I can't keep away from the archive, and have scanned and uploaded issue 27 of Tides of Time, published by the Oxford University Doctor Who Society in October 2001. This is another good one from the years after the McGann TV Movie and demonstrates the society's wide focus at the time, with reflections on the similarities between Robin of Sherwood and Blake's 7, a study of Blake's 7's Travis, a look at the obsession with the rural in British telefantasy, ponderings on possible interpretations of The Daemons, The Professionals fiction, an exchange of views on why Doctor Who was taken off air in 1989, and the usual much more.

The PDF is over here - it's just under 27Mb so right-clicking is recommended.

ETA: A fuller listing of the contents is available here, with another link to the PDF.
sir_guinglain: (MattKarenArthur)
2011-12-04 06:00 pm

Tides of Time 35

Tides of Time 35 - lots of Doctor Who from the usual (Oxford-based or connected) suspects, now uploaded as a PDF. More details here.
sir_guinglain: (ArgueMainly)
2011-11-26 11:32 pm

Doctor Who XXIII: The Trial of a Time Lord

I've not much to add to what I wrote about this story back in 2008 when a smaller number of people marathoned the season compared with those who did so today.

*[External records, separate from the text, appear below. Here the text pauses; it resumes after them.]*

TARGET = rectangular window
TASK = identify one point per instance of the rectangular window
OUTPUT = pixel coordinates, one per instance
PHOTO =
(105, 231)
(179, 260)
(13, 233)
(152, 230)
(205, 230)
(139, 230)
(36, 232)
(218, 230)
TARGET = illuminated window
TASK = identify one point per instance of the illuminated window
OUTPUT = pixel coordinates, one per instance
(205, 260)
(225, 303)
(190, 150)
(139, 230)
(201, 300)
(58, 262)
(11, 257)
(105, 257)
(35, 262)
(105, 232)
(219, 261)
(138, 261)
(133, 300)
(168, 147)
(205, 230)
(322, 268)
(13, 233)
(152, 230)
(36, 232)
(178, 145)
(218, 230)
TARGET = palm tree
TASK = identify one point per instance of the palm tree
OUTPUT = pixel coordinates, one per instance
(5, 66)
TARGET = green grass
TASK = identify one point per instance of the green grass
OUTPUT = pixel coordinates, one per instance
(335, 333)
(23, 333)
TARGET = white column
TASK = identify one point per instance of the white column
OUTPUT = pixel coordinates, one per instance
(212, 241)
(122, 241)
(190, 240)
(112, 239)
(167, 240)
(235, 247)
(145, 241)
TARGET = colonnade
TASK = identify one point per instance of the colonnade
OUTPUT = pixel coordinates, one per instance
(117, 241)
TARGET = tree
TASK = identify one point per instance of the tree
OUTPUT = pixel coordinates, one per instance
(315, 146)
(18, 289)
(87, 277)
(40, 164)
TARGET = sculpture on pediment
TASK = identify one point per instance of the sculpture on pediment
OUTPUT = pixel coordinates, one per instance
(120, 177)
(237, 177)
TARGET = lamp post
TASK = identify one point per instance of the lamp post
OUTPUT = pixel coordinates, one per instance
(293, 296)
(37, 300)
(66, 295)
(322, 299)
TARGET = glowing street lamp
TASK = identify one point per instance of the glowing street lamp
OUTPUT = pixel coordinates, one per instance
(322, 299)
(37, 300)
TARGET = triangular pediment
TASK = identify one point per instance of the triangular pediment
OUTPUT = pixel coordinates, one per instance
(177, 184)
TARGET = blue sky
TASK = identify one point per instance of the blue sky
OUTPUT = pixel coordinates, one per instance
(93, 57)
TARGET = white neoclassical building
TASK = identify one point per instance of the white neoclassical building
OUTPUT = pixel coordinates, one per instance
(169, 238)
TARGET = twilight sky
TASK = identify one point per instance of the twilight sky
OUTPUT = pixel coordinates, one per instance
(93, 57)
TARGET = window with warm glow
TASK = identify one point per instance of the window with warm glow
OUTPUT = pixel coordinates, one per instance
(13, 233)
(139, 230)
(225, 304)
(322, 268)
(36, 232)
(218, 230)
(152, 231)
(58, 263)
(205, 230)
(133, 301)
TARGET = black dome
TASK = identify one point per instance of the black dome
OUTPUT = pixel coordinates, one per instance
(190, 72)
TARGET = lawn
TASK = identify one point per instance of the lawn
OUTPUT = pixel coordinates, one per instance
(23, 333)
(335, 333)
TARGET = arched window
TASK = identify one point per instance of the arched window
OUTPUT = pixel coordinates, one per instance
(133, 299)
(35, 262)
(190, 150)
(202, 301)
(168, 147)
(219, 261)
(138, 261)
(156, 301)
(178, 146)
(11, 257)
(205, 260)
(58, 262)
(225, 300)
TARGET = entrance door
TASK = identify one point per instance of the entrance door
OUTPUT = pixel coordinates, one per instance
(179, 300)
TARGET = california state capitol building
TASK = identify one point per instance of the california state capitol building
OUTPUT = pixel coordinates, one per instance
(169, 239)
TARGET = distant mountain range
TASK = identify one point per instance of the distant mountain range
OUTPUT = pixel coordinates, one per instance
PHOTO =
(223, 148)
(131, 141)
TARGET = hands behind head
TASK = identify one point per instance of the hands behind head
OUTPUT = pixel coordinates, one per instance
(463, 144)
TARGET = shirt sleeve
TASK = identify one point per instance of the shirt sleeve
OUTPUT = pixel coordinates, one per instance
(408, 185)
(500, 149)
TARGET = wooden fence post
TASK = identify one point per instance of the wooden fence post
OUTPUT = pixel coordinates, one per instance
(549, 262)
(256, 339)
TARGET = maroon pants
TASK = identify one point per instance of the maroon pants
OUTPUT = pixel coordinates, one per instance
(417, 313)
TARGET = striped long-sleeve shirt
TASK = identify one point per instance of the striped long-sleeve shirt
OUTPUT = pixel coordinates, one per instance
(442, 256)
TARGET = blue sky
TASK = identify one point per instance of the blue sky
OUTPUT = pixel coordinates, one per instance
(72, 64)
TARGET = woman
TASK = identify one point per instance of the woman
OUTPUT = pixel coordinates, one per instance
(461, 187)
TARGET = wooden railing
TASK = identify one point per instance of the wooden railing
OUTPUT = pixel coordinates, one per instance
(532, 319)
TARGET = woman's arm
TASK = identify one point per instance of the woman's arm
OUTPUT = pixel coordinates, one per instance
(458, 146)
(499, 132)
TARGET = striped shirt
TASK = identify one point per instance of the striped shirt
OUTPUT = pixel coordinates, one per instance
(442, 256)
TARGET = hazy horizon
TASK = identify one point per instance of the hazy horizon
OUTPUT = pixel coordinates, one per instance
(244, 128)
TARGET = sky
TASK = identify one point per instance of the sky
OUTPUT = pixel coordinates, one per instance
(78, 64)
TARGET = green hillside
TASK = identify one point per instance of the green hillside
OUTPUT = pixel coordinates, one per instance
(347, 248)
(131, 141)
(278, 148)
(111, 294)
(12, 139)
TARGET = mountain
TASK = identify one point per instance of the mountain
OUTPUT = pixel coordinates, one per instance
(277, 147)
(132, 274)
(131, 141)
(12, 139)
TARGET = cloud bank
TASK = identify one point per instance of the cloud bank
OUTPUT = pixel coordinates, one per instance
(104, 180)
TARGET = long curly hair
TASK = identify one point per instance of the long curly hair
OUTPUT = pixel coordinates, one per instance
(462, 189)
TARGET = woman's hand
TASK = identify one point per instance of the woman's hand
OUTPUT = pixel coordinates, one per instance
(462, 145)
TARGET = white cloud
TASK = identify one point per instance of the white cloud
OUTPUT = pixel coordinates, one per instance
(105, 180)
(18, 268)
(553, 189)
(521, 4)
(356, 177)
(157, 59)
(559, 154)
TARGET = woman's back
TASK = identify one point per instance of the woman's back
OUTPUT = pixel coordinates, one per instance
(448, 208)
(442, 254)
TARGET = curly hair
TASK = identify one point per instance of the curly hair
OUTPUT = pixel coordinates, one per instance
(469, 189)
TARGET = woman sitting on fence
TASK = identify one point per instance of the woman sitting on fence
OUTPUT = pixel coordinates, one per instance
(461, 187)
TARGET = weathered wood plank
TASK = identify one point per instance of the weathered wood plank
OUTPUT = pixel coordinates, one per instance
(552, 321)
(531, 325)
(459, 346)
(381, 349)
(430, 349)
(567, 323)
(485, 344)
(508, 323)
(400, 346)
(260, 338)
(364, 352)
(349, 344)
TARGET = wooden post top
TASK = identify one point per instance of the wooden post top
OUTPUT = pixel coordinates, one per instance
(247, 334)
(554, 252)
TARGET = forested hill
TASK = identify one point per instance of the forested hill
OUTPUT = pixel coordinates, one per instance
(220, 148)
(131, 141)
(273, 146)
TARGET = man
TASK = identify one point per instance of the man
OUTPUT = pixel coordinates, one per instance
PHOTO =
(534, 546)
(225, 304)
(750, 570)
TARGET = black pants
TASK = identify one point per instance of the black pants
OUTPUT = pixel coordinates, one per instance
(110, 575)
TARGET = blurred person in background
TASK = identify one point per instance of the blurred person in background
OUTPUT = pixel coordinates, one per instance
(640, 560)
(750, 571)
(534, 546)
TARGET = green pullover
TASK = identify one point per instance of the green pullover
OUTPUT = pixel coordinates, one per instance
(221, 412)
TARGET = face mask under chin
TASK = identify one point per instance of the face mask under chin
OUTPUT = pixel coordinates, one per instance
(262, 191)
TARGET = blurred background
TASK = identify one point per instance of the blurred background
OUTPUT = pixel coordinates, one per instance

I came in during part eight, in time to see the breathtaking erasure of Peri and her replacement with a humanised and feminised Kiv. Nicola Bryant's performances in these scenes are among her best, though Peri's apparent fate is too bleak for that of a Doctor Who companion. Not even Russell T Davies went as far as to erase an entire personality, and John Nathan-Turner was probably right to reverse Peri's death in dialogue, though the electronic pink heart in which she and Yrcanos are enveloped in part fourteen is far, far too much. The Vervoid story won much more attention this time, though as the almost-banned cover of DWM 323 had been mentioned (by me in one of my more ribald moments) the humour assumed a bluer hue than I previously remembered.

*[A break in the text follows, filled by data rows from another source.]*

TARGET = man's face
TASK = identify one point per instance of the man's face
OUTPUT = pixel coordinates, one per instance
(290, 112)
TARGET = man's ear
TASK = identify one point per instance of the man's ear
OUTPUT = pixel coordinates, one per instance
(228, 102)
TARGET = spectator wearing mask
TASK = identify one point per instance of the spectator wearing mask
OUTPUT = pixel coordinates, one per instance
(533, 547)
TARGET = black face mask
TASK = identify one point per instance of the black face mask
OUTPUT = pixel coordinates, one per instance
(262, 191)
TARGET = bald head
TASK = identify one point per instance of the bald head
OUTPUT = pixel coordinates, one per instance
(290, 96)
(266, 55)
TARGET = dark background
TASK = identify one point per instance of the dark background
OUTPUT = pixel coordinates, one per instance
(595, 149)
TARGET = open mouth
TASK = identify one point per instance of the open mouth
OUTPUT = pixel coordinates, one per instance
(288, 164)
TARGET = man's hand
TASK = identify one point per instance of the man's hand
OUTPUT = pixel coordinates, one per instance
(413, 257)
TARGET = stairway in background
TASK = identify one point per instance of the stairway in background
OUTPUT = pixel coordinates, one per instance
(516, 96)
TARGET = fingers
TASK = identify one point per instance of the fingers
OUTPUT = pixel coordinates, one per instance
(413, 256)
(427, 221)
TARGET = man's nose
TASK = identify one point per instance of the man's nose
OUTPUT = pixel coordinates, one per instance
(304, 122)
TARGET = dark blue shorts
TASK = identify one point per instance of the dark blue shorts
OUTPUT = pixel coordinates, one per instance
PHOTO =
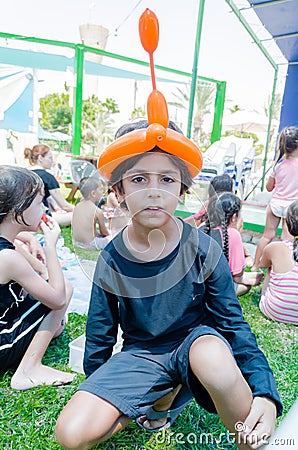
(133, 380)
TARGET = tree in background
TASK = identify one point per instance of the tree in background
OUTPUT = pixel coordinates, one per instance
(97, 123)
(204, 99)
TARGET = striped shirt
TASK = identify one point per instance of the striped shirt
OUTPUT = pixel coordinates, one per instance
(280, 300)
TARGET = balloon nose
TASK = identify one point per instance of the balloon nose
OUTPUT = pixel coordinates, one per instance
(149, 30)
(155, 133)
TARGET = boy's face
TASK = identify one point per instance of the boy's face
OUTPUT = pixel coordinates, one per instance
(151, 190)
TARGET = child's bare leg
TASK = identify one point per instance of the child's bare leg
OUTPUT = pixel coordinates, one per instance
(285, 235)
(214, 366)
(87, 420)
(269, 233)
(31, 372)
(162, 404)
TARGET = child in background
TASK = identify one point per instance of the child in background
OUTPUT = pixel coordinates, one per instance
(283, 181)
(218, 184)
(279, 299)
(40, 158)
(88, 223)
(223, 215)
(169, 287)
(32, 310)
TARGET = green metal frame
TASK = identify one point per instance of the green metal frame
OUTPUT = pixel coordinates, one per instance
(259, 43)
(81, 49)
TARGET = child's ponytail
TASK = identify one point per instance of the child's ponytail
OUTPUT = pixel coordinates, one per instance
(292, 223)
(220, 210)
(287, 142)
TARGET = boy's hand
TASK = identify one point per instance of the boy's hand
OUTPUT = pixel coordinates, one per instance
(260, 423)
(51, 231)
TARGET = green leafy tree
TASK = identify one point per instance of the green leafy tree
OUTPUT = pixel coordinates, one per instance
(204, 98)
(97, 122)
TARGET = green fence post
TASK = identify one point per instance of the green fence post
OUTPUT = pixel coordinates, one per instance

The case remains, for me, that the most interesting character in (Terror of) The Vervoids/The Ultimate Foe/parts nine to twelve is Ruth Baxter, and she remains in her coffin and is used for shock value only. There is a glimmer of how the sixth Doctor might have developed, liberated from Eric Saward's script-editing as he now was, but Pip and Jane Baker largely deliver a Doctor reacting to public criticism - "More a sort of clown, actually." Mel asks the Doctor whether all Time Lords speak in such an antediluvian manner, which either exposes Pip and Jane's failure to recognise how cumbersome and antiquated their own writing style was, or admits their inability or unwillingness to do anything about it.
sir_guinglain: (ArgueMainly)
2011-06-24 12:41 am

Doctor Who XXII.1-2: Attack of the Cybermen

To show signs of being likeable in Attack of the Cybermen is to risk being turned into a Cyberman. The affable sewer workers encountered in the first scene take their places quickly in conversion cabinets. The Doctor is distant and abrasive and Peri complaining and stupid by turns. I'm not sure whether the fact the only character I warmed to in part one of the story was the Cyberleader proves or undermines my first sentence.

Part two is potentially more interesting: there is a clash in design between a mid-1980s Top of the Pops style and a fragile gothic from which could have driven the episode had it been more carefully expressed. As it is one is left with a sense of futility - Bates and Stratton and Griffiths, weighed down by heavy dialogue, fail to take the Cybermen time vessel; the Doctor fails to do very much except get stuck in a room, be slow on the uptake and fail to understand Lytton's plan; the Halley's Comet subplot is sidelined; the Cryons talk slowly and flatly; every piece of exposition seems to be repeated at least twice.

Perhaps these reactions are too obviously shaped by over a quarter-century of recriminations concerning falling ratings, disputed authorship, the alleged unrealistic and outdated aspirations of the producer. For a generation, the merit of the 1985 season of Doctor Who is entangled with the cancellation crisis which emerged in the last week of February, attended by a sense of relentless inevitability.